In de eerste dagen van een grote crisis doet zich volgens crisisonderzoekers een fenomeen voor dat ‘crisis huwelijksreis‘ heet: mensen worden behulpzamer. In latere fasen van rampen nemen het wantrouwen en de ellende vaak toe.
Op plekken waar het ‘sociale weefsel’ beter is voordat de ramp uitbreekt, wordt vaak meer samengewerkt, vult Sanneke Kuipers aan. Er bestaat uitgebreid onderzocht naar wat er in Japan gebeurde na de tsunami en de kernramp in Fukushima, waarbij 20.000 doden vielen en een half miljoen mensen op de vlucht sloegen.

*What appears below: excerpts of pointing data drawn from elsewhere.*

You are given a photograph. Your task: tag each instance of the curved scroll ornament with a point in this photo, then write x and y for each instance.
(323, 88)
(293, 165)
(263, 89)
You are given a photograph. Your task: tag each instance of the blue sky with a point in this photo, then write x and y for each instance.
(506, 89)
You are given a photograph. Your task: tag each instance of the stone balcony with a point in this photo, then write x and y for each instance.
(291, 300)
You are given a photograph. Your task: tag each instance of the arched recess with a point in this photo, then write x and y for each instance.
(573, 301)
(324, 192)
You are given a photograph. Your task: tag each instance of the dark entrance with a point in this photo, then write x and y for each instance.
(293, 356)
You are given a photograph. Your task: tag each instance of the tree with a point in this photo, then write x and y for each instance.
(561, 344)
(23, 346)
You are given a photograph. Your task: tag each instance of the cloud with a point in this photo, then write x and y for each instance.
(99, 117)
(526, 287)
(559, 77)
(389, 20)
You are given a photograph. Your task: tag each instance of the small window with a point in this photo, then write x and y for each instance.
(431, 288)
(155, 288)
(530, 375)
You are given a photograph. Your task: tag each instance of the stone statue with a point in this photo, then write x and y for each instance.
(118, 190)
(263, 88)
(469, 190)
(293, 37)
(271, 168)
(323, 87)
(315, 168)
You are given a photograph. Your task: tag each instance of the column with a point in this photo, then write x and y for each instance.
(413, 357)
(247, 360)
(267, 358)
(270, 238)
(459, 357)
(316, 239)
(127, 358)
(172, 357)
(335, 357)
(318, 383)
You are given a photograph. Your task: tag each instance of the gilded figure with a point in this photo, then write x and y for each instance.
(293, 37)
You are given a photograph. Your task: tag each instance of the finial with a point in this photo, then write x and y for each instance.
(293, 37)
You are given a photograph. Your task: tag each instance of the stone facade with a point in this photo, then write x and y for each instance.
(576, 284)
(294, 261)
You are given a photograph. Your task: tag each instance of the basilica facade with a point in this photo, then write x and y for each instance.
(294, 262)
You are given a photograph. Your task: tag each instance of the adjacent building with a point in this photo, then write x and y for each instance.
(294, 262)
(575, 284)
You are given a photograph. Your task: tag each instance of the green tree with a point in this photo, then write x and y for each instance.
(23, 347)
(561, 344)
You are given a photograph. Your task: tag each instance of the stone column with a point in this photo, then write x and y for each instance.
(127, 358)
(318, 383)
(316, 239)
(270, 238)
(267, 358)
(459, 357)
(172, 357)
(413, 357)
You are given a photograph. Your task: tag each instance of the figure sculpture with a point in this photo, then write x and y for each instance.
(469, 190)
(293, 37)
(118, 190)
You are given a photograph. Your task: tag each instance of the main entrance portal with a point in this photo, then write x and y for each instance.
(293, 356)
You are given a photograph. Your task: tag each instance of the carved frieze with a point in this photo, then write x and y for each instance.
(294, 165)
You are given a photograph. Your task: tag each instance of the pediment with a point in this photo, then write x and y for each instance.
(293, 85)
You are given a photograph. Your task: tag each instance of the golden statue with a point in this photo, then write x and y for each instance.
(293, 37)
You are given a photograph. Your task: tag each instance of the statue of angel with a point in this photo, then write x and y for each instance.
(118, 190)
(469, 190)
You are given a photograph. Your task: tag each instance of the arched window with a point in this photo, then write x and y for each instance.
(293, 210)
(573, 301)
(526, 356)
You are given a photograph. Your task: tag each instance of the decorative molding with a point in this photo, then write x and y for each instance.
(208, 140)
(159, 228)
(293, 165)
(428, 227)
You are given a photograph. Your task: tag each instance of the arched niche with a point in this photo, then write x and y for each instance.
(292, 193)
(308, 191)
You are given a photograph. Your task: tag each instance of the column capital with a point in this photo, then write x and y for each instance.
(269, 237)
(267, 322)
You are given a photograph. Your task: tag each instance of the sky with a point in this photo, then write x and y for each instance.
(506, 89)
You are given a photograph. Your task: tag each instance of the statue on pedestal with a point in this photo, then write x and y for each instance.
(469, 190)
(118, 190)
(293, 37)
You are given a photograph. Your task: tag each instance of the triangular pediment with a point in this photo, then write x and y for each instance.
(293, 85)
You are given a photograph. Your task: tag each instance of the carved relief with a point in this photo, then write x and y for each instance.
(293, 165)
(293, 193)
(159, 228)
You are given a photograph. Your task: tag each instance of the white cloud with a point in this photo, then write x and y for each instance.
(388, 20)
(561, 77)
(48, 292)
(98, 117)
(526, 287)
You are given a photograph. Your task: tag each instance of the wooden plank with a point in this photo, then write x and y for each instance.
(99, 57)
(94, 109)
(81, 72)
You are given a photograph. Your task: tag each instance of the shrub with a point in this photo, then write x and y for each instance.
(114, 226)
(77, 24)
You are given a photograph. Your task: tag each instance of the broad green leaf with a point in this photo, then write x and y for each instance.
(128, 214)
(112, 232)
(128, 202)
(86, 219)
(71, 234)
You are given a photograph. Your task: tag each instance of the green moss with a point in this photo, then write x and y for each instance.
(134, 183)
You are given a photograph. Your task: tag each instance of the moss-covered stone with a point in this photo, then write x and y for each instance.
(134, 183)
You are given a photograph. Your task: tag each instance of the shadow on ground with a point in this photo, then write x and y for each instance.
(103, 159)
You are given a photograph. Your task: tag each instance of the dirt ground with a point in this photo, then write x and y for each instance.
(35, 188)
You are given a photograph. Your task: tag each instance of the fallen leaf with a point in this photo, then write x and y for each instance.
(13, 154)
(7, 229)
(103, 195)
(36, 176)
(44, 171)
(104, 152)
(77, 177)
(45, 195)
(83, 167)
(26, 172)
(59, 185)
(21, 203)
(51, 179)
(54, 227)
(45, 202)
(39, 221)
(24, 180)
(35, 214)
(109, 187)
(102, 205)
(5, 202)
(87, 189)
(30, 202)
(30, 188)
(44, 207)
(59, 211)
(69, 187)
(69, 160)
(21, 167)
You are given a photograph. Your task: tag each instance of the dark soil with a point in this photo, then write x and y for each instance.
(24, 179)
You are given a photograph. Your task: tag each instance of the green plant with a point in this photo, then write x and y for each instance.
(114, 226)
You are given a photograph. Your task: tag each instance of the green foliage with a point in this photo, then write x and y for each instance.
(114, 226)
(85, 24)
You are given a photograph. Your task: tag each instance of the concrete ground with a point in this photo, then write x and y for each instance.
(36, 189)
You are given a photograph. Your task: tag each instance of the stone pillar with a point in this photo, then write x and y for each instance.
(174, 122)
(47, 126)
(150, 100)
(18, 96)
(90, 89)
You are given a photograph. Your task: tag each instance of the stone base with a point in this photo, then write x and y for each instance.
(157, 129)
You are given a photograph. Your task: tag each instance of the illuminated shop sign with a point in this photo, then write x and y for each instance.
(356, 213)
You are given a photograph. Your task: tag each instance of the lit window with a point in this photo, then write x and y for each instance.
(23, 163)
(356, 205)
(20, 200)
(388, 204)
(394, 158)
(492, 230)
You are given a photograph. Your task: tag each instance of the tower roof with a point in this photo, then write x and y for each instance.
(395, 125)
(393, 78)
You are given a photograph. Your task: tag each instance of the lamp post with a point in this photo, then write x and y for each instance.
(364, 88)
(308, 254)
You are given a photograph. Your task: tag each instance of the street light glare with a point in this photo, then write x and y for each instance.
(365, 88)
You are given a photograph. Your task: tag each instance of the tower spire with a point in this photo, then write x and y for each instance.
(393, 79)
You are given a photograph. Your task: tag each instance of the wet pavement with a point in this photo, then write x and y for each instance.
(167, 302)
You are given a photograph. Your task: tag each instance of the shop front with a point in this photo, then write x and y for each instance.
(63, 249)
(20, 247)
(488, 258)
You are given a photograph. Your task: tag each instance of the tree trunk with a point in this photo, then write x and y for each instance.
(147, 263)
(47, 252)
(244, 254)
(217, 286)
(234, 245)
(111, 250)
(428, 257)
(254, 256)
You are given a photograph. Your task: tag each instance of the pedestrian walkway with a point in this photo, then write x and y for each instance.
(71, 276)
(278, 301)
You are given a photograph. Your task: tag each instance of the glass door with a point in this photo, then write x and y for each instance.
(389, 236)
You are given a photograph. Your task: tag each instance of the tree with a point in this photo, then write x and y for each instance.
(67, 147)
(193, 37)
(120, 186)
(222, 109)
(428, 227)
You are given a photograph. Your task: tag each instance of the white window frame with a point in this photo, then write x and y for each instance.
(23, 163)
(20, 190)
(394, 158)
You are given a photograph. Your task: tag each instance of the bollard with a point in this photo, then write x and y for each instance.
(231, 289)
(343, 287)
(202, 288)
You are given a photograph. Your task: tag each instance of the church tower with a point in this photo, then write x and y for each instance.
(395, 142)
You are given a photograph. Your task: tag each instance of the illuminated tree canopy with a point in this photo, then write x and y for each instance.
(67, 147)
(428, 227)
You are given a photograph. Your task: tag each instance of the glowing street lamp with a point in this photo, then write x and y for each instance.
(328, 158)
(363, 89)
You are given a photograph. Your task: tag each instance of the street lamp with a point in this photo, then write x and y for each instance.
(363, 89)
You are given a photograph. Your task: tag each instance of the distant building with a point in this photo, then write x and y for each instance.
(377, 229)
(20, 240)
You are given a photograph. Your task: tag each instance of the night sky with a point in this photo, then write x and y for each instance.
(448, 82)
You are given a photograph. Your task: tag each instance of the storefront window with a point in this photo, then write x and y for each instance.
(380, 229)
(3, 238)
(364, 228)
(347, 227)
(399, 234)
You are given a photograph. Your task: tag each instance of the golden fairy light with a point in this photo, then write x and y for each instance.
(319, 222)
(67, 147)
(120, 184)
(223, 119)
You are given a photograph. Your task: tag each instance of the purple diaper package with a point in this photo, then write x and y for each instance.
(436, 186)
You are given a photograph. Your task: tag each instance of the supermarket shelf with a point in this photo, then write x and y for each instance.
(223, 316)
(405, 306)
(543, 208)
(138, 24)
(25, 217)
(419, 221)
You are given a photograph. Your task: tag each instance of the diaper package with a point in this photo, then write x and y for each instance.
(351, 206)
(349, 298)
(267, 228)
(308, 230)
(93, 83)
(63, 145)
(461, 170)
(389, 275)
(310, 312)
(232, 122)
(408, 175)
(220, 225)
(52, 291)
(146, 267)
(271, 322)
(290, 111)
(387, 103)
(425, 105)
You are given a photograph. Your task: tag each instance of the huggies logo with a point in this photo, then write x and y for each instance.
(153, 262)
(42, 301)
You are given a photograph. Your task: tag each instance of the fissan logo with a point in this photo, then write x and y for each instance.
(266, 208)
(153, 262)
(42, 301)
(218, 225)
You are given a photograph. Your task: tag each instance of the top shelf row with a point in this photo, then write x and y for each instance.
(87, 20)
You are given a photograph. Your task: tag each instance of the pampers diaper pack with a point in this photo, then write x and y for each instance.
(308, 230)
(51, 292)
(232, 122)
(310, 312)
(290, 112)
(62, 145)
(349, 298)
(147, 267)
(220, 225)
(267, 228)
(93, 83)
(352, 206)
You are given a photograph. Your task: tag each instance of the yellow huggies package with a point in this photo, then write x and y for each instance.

In de zwaar getroffen regio Tohoku ontstonden grote verschillen tussen dorpen: hoe snel de wederopbouw verliep, hoeveel mensen stierven in de nasleep van de ramp, de geestelijke gezondheid van de bewoners: deze leken vooral te maken te hebben met hoe het ging vóór de ramp. hield zich bezig met ‘sociaal kapitaal’. Hebben mensen veel vrijwilligerswerk gedaan, was er een actief verenigingsleven, hoeveel vertrouwen en contact was er tussen bewoners: dit soort factoren bepaalden in hoeverre bewoners voor elkaar zorgden, zegt Kalkman: ‘Toen had men een stuk touw, de ander had wat extra.” water in huis, en samen konden ze veel meer verdragen.”
Het gaat dus niet alleen om zelfredzaamheid bij een calamiteit, maar om ‘co-reliance’. En solidariteit kan niet zomaar in een voorbereidingswinkel worden gekocht – het kennen van je buren in geval van een ramp is waarschijnlijk nuttiger dan het hebben van een jaarvoorraad bonen en linzen in huis.
Illusie van onsterfelijkheid
Maar kun je de situatie in Japan of Turkije zomaar op Nederland projecteren? De meeste Nederlanders zijn – ook na de pandemie – niet gewend aan grote rampen, en die troost kan een realistische voorbereiding soms in de weg staan, vreest Jori Kalkman: ‘De risicoperceptie is in Nederland heel laag, soms lijkt er zelfs een illusie van onsterfelijkheid.” Dat zag je volgens hem helemaal aan het begin van de pandemie, toen veel Nederlanders nog naar carnaval gingen, en recentelijker tijdens de grote bosbranden in Zuid-Europa. De vakantiegangers vlogen er nog heen terwijl hele eilanden al bezet waren. geëvacueerd, alsof de branden hen niet konden raken.
Volgens Kalkman is de betrokkenheid toch opvallend groot als er toch iets gebeurt: als een kind vermist raakt, organiseren buurtbewoners vaak gezamenlijke zoektochten; bij hoogwater, zoals afgelopen winter, is er onder de bevolking een grote bereidheid om bij te dragen, van vrijwillige dijkinspecties tot de aanleg van nooddijken en zandzakken. “Als je zulke momenten benut om mensen nuttige vaardigheden aan te leren, ze sneller op te leiden tot bijvoorbeeld dijkwachter, dan wordt de samenleving veerkrachtiger.”
Professor Sanneke Kuipers denkt dat er iets te leren is van landen waar zich vaker grote rampen of crises voordoen. “Hij kan dat heel eenvoudig doen, low-tech, de voorbereidingen zijn in volle gang.” In Amerikaanse staten waar orkanen vaker voorkomen, vullen veel mensen hun bad als er een storm dreigt. Zo hebben ze een eigen drinkwaterreservoir en kunnen ze het toilet blijven doorspoelen.
Jodiumpillen of een rubberboot
In Nederland blijft de belangrijkste vraag: waar moet je je op voorbereiden? Dit verschilt per regio, vertelt Jori Kalkman. Het maakt uit of je in de buurt van een kerncentrale woont, aan een rivier of dichtbij de chemische industrie. Hij verwijst naar websites van de overheid waar je locatiespecifieke risico’s kunt checken. Elke veiligheidsregio heeft een publiek risicoprofiel op de website Overstroomik.nl Voor iedere woning in Nederland is te vinden wat de kans op natte voeten is. Afhankelijk hiervan kunnen bewoners extra items kopen, zoals: jodiumpillen in de buurt van kerncentraleslaarzen of een rubberboot.
Kortom: je kunt je met behulp van informatie van de overheid zeker een beetje voorbereiden op specifieke, voorspelbare gevaren. Hoewel je ze moet vertrouwen. “Ik denk liever zelf na”, zegt Prepshop-klant Taner voordat hij wegloopt.